Tuesday, January 03, 2006

Goin' down, down, down

What is it about a mining disaster that captures our collective attention? Mining is so 19th century. Except that it isn't, and whenever men are trapped underground as they are in West Virginia at the moment, we're reminded that people still go down deep in the earth for resources. It is work far-removed from most of our lives. Mine disaster stories play on my claustrophic fear of being buried alive. The idea of men trapped in labyrinthine mine tunnels, like a kid falling into an old well, has a sort of mythological, timelessness about it. A big story - no matter where, no matter when.

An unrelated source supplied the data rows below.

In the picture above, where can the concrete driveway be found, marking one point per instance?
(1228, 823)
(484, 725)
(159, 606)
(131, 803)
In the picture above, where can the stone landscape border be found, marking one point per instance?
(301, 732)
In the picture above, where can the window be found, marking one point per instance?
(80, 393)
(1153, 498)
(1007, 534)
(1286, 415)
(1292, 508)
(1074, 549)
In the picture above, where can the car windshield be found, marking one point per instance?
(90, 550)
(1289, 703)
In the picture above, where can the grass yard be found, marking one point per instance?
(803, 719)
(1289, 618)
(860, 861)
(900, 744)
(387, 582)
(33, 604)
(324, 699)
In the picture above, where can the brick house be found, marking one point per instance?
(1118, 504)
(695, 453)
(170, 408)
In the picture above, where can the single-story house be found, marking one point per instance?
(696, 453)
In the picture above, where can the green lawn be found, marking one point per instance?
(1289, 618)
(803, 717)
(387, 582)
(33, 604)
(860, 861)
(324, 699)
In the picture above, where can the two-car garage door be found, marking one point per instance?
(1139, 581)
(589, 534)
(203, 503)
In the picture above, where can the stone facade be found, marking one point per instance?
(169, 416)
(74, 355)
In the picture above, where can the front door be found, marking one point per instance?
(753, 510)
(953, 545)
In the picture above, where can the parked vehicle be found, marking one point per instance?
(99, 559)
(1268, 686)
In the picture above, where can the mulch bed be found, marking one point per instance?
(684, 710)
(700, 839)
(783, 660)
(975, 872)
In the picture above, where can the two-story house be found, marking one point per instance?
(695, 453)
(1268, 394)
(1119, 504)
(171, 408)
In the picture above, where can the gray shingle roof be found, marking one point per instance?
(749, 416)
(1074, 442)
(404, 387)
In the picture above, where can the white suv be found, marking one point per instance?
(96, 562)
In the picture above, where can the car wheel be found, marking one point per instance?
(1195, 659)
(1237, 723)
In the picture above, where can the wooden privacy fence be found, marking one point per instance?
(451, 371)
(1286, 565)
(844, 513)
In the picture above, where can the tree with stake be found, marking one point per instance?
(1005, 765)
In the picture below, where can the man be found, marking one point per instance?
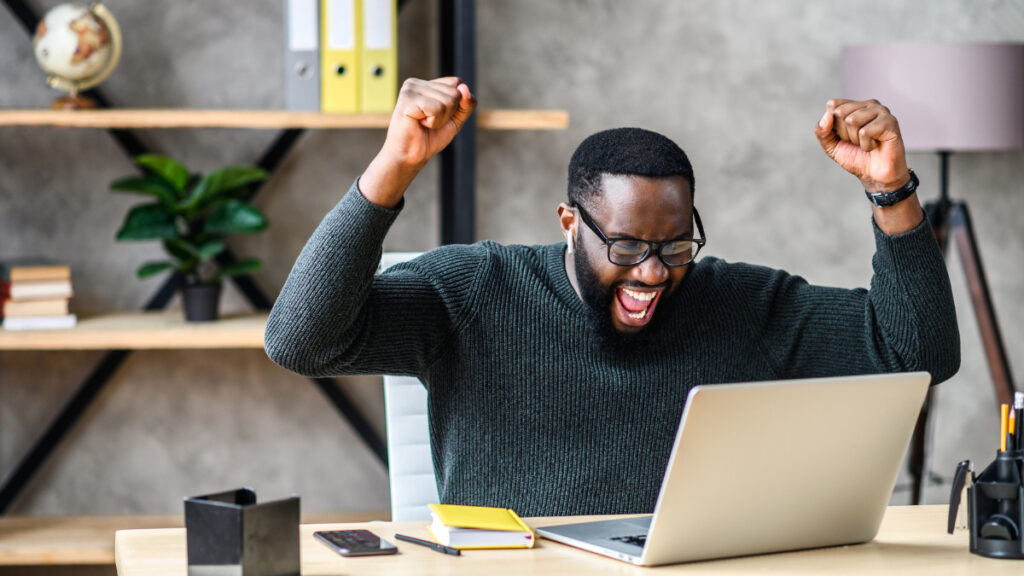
(557, 374)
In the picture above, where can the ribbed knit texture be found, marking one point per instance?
(525, 410)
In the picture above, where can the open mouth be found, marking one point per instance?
(635, 306)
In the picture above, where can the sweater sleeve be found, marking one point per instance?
(905, 322)
(335, 316)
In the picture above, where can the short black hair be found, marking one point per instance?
(624, 151)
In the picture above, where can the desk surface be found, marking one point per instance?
(912, 540)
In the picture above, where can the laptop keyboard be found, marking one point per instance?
(638, 540)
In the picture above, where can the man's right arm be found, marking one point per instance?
(332, 316)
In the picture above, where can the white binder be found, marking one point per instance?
(302, 66)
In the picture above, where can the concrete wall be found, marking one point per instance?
(739, 85)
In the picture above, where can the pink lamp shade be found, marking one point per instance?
(946, 96)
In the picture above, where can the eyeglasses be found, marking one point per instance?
(632, 251)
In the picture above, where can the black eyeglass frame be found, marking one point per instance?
(652, 247)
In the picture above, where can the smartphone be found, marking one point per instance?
(355, 542)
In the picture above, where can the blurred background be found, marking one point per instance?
(738, 84)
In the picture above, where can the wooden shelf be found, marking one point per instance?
(262, 119)
(152, 330)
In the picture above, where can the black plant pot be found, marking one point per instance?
(201, 301)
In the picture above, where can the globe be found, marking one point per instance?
(77, 46)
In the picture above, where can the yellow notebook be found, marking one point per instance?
(479, 527)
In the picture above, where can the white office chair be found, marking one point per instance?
(410, 465)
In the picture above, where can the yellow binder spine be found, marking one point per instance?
(340, 42)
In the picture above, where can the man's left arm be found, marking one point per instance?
(909, 306)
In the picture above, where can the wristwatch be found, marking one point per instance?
(889, 198)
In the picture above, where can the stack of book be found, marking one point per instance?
(479, 527)
(35, 295)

And the world waits to find out how it ends.


Christa said...

It's horrible.
We're living pretty much on top of coal mines and there's been a lot of accidents around this neighborhood in the past. Even my partners dad, who was a miner, died in a miner accident.

It doesn't seem that they have much hope that anyone survived this accident though. At least if you can believe the news worldwide.

Johnno said...

It could be part of the mythical "swallowed in the belly of a whale" group subconscious deal as espoused by Joseph Campbell.

Alas our heroes rarely escape to continue their quest in this case.

MaryB said...

See? We have the myth thing going - Yea! Joseph Campbell! (thanks for the reminder, Johnno)- and we have Christa's connections (living on top of coal mines + partner's father's mine accident) that tie us into this. Mine disasters just seem to be one of those oft-told tales that we never get away from.

And it does look bleak for the guys in West Virginia at this point. We'll see if they emerge alive from the belly of the whale.

Unknown said...

My grandad was a miner in North East Derbyshire - an engineer in the mines to be more precise. I never really talked to him about it. I suppose I was too young when he was getting older and then we drifted apart and I never really knew him whilst I was an adult. A terrible shame really.

Christa and I aren't a million miles away from each other and the Derbyshire/Nottinghamshire coalfield she writes of was where a heck of a lot of men were employed in days gone by.

I was walking through Cresswell [on the Derbyshire/Nottinghashire border] not so long ago - here they had a mining disaster in the 1950s I think where 80 or 90 miners never came home. Just think of the devastation that must reek on a closely knit, small community.

Certainly I feel for the families who lost loved ones in West Virginia - especially having believed they were alive.